Após a Argentina, o Brasil enfrentou o Uruguai, em jogo que poderia garantir o título. Mas o confronto, no domingo, 25 de maio, disputado e nervoso como se poderia esperar, terminou empatado em 2 a 2. Nenhum santista marcou nesse duelo, mas foi de uma potente cobrança de falta de Arnaldo Silveira que surgiu o primeiro gol da Seleção, após rebatida do goleiro.
Primeiro grande ídolo do Santos, Arnaldo fez 16 jogos e marcou um gol pela Seleção Brasileira. No Alvinegro Praiano jogou de 1912 a 1922, participando de 132 partidas e marcando 74 gols. Nasceu em 6 de agosto de 1894, em Santos, e morreu na sua cidade em 24 de junho de 1980.
Empatados na liderança, brasileiros e uruguaios voltaram ao Estádio de Laranjeiras na quinta-feira, 29 de maio, para decidir o título. O Brasil, que era escalado por uma comissão técnica da qual fazia parte Arnaldo Silveira, entrou em campo com Marcos, Píndaro e Bianco; Sérgio I, Amilcar e Fortes; Millon, Neco, Friedenreich, Heitor Domingues e Arnaldo.

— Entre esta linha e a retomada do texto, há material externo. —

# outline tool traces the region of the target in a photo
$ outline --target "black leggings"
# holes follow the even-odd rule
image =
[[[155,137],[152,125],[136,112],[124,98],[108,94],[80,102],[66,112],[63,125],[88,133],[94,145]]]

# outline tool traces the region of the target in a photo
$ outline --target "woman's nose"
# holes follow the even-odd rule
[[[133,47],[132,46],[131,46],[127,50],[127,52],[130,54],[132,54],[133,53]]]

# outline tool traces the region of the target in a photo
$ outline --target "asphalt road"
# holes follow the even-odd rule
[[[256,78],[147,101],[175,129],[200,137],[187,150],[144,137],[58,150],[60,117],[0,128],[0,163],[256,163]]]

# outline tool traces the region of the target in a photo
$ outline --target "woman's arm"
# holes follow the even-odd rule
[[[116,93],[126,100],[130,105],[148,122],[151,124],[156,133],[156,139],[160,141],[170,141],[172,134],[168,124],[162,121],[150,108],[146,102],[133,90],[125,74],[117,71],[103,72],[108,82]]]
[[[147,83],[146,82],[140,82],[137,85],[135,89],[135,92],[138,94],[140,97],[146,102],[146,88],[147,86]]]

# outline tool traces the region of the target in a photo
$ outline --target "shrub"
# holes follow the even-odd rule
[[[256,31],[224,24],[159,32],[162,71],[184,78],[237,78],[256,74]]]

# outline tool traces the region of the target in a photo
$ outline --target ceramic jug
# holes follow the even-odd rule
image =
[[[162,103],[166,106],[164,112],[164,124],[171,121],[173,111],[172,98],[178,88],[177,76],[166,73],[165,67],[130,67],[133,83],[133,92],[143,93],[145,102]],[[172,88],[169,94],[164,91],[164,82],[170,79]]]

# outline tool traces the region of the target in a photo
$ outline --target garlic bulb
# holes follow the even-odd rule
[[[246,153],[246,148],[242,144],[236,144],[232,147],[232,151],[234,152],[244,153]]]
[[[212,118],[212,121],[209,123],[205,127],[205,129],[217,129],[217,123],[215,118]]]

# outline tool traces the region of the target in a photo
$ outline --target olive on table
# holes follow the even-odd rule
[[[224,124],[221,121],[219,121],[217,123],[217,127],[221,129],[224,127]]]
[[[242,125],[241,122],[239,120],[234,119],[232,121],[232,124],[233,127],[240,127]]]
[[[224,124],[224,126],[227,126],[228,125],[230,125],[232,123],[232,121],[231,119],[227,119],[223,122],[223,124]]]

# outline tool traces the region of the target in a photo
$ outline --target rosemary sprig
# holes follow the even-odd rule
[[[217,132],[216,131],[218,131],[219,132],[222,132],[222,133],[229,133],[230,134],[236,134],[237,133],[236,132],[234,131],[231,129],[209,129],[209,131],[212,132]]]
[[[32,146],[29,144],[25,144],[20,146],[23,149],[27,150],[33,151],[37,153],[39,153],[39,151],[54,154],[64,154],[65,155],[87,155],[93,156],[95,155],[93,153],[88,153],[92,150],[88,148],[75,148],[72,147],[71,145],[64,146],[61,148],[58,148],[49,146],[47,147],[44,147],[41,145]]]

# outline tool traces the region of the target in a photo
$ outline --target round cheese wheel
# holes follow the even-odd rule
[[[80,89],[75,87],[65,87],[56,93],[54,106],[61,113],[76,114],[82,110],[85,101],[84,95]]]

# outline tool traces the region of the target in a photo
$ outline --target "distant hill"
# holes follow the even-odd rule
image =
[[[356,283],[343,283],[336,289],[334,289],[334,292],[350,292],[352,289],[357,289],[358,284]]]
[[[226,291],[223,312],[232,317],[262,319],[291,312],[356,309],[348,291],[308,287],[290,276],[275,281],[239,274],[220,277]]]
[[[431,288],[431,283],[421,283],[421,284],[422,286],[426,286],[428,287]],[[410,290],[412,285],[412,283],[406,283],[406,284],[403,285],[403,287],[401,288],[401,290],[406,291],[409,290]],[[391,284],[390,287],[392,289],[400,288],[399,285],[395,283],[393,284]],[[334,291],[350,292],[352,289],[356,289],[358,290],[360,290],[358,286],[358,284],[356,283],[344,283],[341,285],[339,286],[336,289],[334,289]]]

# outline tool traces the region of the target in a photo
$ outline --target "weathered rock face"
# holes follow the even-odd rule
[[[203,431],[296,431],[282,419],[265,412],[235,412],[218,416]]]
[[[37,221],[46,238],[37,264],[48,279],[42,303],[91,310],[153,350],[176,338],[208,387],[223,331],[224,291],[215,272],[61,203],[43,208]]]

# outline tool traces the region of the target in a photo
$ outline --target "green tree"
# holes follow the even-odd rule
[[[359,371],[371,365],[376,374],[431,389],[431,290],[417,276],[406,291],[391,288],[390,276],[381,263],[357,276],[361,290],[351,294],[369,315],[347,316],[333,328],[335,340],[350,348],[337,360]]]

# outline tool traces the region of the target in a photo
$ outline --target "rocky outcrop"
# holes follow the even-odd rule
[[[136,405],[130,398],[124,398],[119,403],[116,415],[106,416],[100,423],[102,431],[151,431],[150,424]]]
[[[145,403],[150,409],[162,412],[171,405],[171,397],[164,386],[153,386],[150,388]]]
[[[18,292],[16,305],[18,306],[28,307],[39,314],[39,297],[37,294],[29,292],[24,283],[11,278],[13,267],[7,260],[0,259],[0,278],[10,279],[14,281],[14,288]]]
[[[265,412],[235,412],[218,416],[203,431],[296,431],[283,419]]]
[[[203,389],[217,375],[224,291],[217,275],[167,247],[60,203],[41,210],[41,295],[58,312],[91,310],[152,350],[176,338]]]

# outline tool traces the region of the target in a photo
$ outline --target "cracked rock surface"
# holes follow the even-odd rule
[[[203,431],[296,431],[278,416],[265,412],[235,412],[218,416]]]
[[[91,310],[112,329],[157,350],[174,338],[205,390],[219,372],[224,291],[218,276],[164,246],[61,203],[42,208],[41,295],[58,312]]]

Sem gols no tempo normal, a partida só foi decidida na segunda prorrogação, com um gol de Friedenreich. A euforia por esta conquista foi tão grande que, para muitos historiadores, entre eles Adriano Neiva, o De Vaney, autor do Álbum de Ouro do Santos, “foi a façanha de 1919 que fez o Brasil avançar pelo menos 15 anos em seu progresso”.
De fato. O arrebatamento provocado pelo sucesso da Seleção Brasileira foi tão grande que o Estádio de Laranjeiras, construído para atender à demanda do novo esporte por cinquenta anos, foi ampliado um ano e meio depois.
Um jornal deu na capa a foto do pé de Friedenreich, em homenagem ao autor do gol do título. Os jogadores campeões foram exaustivamente homenageados. Um dia depois da conquista o telégrafo do Santos recebia incontáveis despachos telegráficos parabenizando os heróis alvinegros.
O afamado escritor Coelho Neto foi um dos que felicitaram o clube pelo desempenho de Arnaldo, Millon e Haroldo no Sul-americano: “Parabéns pelo muito concorreram vitória vossos valentes representantes”, escreveu.
Os três heróis santistas receberam medalhas de ouro da Confederação Brasileira de Desportos, do Governo do Estado de São Paulo e do Automóvel Clube de São Paulo. Arnaldo Silveira ganhou mais uma medalha de ouro, da Associação Paulista de Esportes Atléticos (APEA), por ser o capitão do Selecionado Nacional.